From what I caught on ONN, Kerry was very well oriented to local issues and seamlessly worked them into his stump speech, referencing Longaberger, Owens, Dow, and a variety of challenges felt here in Licking County. His “front porch meeting” sounded like a good move in terms of retail politics, but the wholesale electoral package has yet to look that saleable, as poll numbers continue to indicate.
It was the appearance by Howard Dean that engaged both heart and brain, and reminded me why Kerry is likely to be back checking off items on Teresa’s honeydew list this winter.
Denison can be very proud of student Eric Spengler, who did the introductory task in front of what I estimated as 3000 people in the acoustically challenged Mitchell Center. He summed up the Dean candidacy, the reasons for his continued relevance after the end of his role in the primary campaign, and introduced the former Vermont governor with aplomb and gravitas.
All of which was a fascinating and appropriate contrast to Dean’s fire and intensity.
A brief note is in order here: your columnist is a Bull Moose Republican, waiting for the next Teddy Roosevelt to earn his vote. I’m for free enterprise and property rights, but not when they compromise groundwater. And as Dean pointed out sharply, a balanced budget is required to support any social safety net -- he’s the Dem, for those of you keeping score at home. Capitalism requires a civil society to function efficiently, and that means good public schools controlled locally, basic health care available to all but especially children, and family life affirmed as the basic unit of our common life.

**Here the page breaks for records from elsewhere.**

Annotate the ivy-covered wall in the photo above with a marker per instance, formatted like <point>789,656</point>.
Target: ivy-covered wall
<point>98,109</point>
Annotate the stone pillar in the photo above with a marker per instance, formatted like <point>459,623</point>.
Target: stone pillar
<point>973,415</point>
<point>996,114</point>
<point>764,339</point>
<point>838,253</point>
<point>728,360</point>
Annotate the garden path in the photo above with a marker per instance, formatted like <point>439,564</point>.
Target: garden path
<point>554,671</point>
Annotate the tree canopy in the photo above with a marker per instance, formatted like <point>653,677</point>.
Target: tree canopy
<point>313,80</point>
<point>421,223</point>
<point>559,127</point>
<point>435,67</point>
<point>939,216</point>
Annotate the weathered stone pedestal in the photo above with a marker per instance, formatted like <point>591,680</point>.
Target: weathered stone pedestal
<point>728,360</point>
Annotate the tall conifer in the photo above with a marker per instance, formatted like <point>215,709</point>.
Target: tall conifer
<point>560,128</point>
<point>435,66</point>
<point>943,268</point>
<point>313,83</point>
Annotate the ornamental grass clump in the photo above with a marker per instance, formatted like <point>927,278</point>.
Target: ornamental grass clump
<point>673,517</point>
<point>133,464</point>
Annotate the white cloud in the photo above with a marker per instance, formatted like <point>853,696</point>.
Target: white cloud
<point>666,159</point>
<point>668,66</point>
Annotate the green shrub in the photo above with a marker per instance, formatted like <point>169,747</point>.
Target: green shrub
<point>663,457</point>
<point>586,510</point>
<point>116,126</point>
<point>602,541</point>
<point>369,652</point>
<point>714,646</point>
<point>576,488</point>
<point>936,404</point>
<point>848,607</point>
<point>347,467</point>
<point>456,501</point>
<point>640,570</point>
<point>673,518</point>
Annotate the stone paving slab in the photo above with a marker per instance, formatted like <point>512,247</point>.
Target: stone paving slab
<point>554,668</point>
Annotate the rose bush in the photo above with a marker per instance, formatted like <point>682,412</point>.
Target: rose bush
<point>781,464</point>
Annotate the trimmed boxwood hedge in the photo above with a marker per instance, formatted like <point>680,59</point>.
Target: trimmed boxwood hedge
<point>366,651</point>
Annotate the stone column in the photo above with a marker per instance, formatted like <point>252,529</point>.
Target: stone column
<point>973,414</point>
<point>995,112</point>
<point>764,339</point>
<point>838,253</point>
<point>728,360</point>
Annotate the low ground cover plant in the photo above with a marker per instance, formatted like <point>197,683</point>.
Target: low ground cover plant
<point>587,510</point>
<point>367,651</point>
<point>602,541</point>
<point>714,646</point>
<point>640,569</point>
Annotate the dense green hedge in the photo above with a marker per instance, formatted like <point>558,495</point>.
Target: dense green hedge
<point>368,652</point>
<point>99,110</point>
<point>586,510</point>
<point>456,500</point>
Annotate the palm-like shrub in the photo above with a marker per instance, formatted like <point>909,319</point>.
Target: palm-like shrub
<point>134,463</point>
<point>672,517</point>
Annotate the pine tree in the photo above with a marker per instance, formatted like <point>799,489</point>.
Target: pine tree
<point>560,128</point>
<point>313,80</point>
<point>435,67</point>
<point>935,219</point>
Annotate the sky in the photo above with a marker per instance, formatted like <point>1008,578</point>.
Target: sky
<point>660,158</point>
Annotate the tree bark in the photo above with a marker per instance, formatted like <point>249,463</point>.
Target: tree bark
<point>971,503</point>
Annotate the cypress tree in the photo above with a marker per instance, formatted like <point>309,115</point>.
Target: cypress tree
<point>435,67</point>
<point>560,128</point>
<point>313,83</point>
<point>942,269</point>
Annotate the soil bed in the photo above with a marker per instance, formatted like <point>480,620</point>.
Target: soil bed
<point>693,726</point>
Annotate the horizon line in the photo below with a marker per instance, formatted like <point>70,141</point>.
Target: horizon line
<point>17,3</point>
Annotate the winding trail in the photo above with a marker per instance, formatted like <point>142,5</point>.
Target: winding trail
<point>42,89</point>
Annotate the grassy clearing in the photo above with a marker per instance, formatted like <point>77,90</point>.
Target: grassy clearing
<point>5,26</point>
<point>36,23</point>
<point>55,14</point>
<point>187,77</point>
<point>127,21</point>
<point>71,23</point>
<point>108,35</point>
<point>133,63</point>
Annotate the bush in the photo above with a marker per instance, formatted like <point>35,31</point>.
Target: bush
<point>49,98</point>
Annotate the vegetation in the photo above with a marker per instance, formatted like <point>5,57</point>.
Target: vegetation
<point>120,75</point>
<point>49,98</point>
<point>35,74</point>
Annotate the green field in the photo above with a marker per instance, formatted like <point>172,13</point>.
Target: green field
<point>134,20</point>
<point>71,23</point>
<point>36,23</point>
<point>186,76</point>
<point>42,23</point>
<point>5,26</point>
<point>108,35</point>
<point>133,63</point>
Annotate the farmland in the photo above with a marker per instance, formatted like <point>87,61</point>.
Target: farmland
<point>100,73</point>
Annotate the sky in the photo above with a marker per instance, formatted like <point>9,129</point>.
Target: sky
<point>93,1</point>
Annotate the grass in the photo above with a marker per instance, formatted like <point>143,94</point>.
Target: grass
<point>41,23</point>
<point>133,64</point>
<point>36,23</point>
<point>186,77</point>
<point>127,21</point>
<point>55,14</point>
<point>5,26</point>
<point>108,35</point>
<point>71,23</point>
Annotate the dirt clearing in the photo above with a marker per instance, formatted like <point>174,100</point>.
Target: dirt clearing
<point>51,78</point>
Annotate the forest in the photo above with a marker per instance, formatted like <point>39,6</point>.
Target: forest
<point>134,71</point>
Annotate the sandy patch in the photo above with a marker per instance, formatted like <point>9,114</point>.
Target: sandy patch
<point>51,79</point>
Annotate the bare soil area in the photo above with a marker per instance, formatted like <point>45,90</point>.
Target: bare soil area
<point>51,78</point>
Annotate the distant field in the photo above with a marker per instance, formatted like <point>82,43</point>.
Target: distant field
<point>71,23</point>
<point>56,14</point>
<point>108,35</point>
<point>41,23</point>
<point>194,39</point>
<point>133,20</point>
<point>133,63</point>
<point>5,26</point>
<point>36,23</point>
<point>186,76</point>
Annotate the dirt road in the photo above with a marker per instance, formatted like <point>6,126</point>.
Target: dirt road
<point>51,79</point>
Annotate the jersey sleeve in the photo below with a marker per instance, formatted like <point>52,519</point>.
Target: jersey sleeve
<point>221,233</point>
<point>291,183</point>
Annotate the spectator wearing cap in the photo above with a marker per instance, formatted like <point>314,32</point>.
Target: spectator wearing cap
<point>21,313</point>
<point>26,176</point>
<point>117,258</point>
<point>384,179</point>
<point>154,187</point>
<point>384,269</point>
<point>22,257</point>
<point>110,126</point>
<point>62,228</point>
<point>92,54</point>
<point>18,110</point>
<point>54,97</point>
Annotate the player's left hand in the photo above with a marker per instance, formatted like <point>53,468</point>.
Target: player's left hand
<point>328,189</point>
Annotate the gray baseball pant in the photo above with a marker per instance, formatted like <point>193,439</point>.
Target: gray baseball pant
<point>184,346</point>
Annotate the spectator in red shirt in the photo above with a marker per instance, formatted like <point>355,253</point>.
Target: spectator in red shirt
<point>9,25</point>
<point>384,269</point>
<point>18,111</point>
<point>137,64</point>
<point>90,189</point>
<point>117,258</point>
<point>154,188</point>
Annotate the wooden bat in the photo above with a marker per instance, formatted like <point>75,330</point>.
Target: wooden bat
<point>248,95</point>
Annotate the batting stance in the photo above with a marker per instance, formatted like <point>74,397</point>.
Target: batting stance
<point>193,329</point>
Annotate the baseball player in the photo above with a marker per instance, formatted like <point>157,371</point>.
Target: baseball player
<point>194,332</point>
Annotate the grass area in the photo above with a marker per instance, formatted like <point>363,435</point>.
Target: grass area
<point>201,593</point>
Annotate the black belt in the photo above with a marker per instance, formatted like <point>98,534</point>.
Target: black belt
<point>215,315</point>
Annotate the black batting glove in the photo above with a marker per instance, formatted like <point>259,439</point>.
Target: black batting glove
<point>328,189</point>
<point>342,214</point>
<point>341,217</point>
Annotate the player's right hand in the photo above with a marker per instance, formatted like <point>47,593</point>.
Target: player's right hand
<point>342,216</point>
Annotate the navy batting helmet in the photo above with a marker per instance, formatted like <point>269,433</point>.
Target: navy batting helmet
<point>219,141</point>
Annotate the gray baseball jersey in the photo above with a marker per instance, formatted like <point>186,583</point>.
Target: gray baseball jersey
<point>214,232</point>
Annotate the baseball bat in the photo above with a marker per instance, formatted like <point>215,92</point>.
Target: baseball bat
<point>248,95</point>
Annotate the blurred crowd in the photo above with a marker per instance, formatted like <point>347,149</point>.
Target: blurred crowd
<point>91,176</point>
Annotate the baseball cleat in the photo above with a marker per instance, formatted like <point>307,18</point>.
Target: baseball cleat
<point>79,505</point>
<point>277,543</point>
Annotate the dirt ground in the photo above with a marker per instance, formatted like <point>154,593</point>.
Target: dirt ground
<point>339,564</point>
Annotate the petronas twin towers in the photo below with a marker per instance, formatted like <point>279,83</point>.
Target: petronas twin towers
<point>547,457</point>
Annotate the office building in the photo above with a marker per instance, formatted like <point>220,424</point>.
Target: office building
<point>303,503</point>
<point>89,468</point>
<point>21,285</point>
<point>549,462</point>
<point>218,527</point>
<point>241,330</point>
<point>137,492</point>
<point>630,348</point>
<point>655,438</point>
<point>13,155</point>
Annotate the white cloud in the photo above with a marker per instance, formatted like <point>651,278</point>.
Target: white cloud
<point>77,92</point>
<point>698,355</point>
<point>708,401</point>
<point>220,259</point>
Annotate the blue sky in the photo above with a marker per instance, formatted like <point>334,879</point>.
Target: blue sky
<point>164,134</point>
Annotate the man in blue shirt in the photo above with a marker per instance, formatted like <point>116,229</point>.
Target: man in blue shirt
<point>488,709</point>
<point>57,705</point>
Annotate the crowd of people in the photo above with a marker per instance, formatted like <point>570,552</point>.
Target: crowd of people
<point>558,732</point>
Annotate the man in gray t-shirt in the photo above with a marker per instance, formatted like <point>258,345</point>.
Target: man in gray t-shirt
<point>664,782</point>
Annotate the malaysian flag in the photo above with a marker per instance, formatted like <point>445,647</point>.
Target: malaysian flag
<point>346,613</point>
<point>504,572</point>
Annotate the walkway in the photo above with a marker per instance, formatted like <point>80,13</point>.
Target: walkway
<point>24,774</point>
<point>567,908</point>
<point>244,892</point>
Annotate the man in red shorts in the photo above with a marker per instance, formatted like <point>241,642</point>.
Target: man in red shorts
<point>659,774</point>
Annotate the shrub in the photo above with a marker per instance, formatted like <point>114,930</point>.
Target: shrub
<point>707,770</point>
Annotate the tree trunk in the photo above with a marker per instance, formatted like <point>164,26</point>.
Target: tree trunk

This scribbler heard more on those subjects from Gov. Dean than from Pres. Bush or Sen. Kerry have said put together, and the Lovely Wife can tell you I’ve been looking.
Yet Dean, Kerry, and most of the Democratic apparatus are apparently convinced that the global war on terror is mostly an overreaction (the nicest word they use) to random flailings of discontented dispossessed groups frustrated by the world wide reach of McD’s and Disney. If you believe that, I can see why you might vote for Kerry.
If, on the other hand, you see a dispersed but co-ordinated assault on free societies and liberty by forces of monolithic barbarism and terror – and I do – it is hard to avoid the sense that voting to re-elect Pres. Bush is necessary and important.
Meanwhile, Dems and Bull Moose R’s can work domestically to turn back “No Test Left Behind” (or “No School Board Left Standing,” Dean’s phrase), maintain environmental standards, and find a better national health care policy than making ER’s the federally mandated primary care centers for the poor (which is the national health care policy we currently have -- remember, the question isn’t having a national plan or not; we’ve got one already AND IT DOESN’T WORK for employers or retirees, let alone the general public).
But when we focus on protecting the Olympics and our conventions in the US, we see suicide bombers from an Islamofascist group allied with Al-Qaida bring down two jetliners, blow up a subway station, and kill over 400 in a school in a “first day” takeover attempt, all in Russia. They, like France, thought they’d bought a free pass from the terror mob by taking a more accommodating approach. Both countries now have reason to reassess their choices.
I wish I thought it was safe enough in the world to reassess mine, but I will be casting a rueful vote for George Bush this November.
Cheerful stuff next week, I promise. Plus more on Medicare cards and our program Sept. 22. Just wanted to be honest with y’all, even though I know Licking County and the Hebron area are very likely to vote Kerry, which (contrary to many of my liberal friends fears of Bush’s re-election) won’t be the end of the world.
I just want us to get back to work on making a better world!